Les observateurs qui suivent la situation à Cuba ont déclaré qu'un navire des garde-côtes américains avait récemment bloqué un navire de ravitaillement en route vers La Havane.
Les données de voyage montrent que le navire Ocean Mariner transportant des produits chimiques et pétroliers, d'un tonnage de 13 000 tonnes, a soudainement changé de direction en entrant dans la zone entre Cuba et Haïti.
L'administration du président américain Donald Trump a coupé l'ensemble de l'approvisionnement en pétrole à Cuba depuis début janvier, après l'arrestation du dirigeant vénézuélien Nicolas Maduro le 3 janvier.
Le nouveau gouvernement vénézuélien aurait reçu l'ordre d'arrêter les exportations de pétrole et de soutenir l'énergie de Cuba. Les États-Unis ont également mis en garde contre de nouvelles taxes pour les pays qui vendent du pétrole à Cuba, dont le Mexique, si ce pays n'arrêtait pas les expéditions de pétrole vers l'île des Caraïbes.
Le dernier chargement à Cuba a été effectué par Ocean Mariner le 9 janvier, transportant environ 86 000 barils de carburant en provenance du Mexique. Le 5 février, le navire a quitté la Colombie, le signal AIS indiquant "attente d'ordre" mais se déplaçant vers le nord.
En entrant dans le détroit Windward Passage entre Cuba et Haïti, le navire a soudainement fait demi-tour, s'est dirigé vers le sud d'Haïti puis a suivi la côte de la République dominicaine, au lieu de continuer vers Cuba.
Auparavant, les garde-côtes américains (USCG) avaient annoncé que les navires USS Stockdale, USCGC Stone et USCGC Diligence étaient présents dans la baie de Port-au-Prince (Haïti) dans le cadre de leur engagement à assurer la sécurité et la stabilité régionales.

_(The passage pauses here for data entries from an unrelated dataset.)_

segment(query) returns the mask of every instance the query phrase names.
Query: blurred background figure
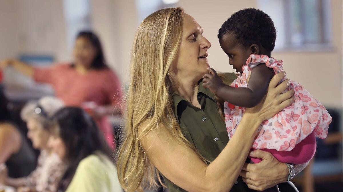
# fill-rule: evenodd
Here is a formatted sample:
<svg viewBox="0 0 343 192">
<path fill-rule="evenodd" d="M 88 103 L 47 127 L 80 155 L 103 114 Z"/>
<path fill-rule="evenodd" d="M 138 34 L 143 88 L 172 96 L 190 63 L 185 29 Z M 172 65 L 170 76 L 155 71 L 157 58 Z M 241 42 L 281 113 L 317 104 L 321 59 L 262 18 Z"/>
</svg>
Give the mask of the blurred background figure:
<svg viewBox="0 0 343 192">
<path fill-rule="evenodd" d="M 113 129 L 106 116 L 121 114 L 121 84 L 106 65 L 99 38 L 90 31 L 78 35 L 74 61 L 47 68 L 35 68 L 15 59 L 0 61 L 37 82 L 51 84 L 55 94 L 68 106 L 82 106 L 96 120 L 108 145 L 114 149 Z"/>
<path fill-rule="evenodd" d="M 0 174 L 5 171 L 11 177 L 27 176 L 34 169 L 35 156 L 26 139 L 13 121 L 9 110 L 10 103 L 0 87 Z M 0 183 L 4 184 L 0 175 Z"/>
<path fill-rule="evenodd" d="M 0 172 L 3 184 L 19 188 L 18 191 L 51 192 L 56 191 L 57 184 L 64 171 L 64 166 L 55 153 L 47 147 L 50 118 L 64 104 L 60 99 L 50 96 L 25 105 L 21 116 L 27 122 L 27 137 L 40 153 L 35 170 L 27 177 L 9 177 L 5 170 Z"/>
<path fill-rule="evenodd" d="M 52 122 L 48 145 L 68 165 L 58 191 L 120 191 L 112 152 L 91 117 L 80 108 L 67 107 Z"/>
<path fill-rule="evenodd" d="M 0 108 L 8 111 L 0 115 L 0 132 L 11 129 L 12 136 L 22 141 L 21 147 L 17 142 L 6 144 L 3 156 L 5 140 L 0 139 L 0 163 L 16 154 L 33 157 L 21 159 L 33 162 L 29 168 L 31 163 L 17 169 L 8 165 L 9 176 L 27 176 L 34 169 L 34 157 L 39 151 L 33 152 L 20 113 L 28 101 L 47 95 L 83 108 L 114 148 L 112 133 L 118 135 L 121 122 L 120 88 L 126 88 L 129 79 L 131 45 L 138 25 L 157 10 L 176 6 L 184 9 L 203 27 L 203 35 L 212 44 L 209 63 L 220 72 L 234 72 L 217 36 L 223 23 L 247 8 L 261 9 L 271 17 L 277 31 L 272 56 L 283 58 L 287 77 L 306 87 L 333 118 L 327 138 L 317 141 L 315 157 L 291 181 L 300 192 L 342 191 L 343 2 L 339 0 L 0 0 L 3 26 L 0 30 L 0 84 L 8 100 Z M 81 31 L 85 32 L 79 34 Z M 103 49 L 97 43 L 99 38 Z M 97 57 L 102 52 L 106 62 L 96 59 L 101 58 Z M 96 60 L 101 60 L 96 66 Z M 23 71 L 30 71 L 31 78 Z M 20 147 L 27 150 L 20 152 Z M 10 174 L 17 169 L 25 173 L 15 177 Z"/>
</svg>

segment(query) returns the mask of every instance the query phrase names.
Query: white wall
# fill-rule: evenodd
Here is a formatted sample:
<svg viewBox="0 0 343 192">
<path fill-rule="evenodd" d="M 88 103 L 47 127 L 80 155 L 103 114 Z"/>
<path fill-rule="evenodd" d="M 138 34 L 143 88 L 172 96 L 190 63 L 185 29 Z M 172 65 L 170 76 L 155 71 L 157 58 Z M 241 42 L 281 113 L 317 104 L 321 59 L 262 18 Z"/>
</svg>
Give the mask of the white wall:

Les médias affirment que l'USCG Stone patrouillait sur Windward Passage au moment où le navire Ocean Mariner a changé de cap. Il n'y a aucune information sur l'inspection ou l'arrestation, mais le pétrolier n'est pas encore revenu sur sa route vers Cuba.
La situation intérieure à Cuba est décrite comme « désespérée », avec de longues pannes de courant généralisées. Certaines analyses suggèrent que les réserves de carburant de Cuba pourraient ne suffire qu'à environ 20 jours.
Bien que l'approvisionnement en pétrole soit resserré, l'aide humanitaire arrive toujours à La Havane. Deux navires de la marine mexicaine ont accosté au port de Cuba, transportant du lait liquide et de la farine, de la viande transformée, des biscuits, des haricots, du riz, du thon, des sardines, de l'huile végétale et des produits de première nécessité personnels. Le Mexique a annoncé qu'il continuerait à envoyer plus d'aide dans les prochains jours, mais n'a pas encore pris de mesures pour reprendre les exportations de pétrole.
Le gouvernement chilien a également annoncé qu'il soutiendrait Cuba à hauteur de 1 million de dollars US par le biais du fonds "Chili contre la pauvreté", mis en œuvre par l'intermédiaire des Nations unies afin de garantir que l'aide parvienne aux civils.
Le ministre chilien des Affaires étrangères, Alberto van Klaveren, a affirmé qu'il s'agissait d'un moyen standard de faire face à des crises comme Gaza ou l'Ukraine, et que les ressources ne seraient pas directement transférées au gouvernement cubain, mais financeraient des projets humanitaires locaux.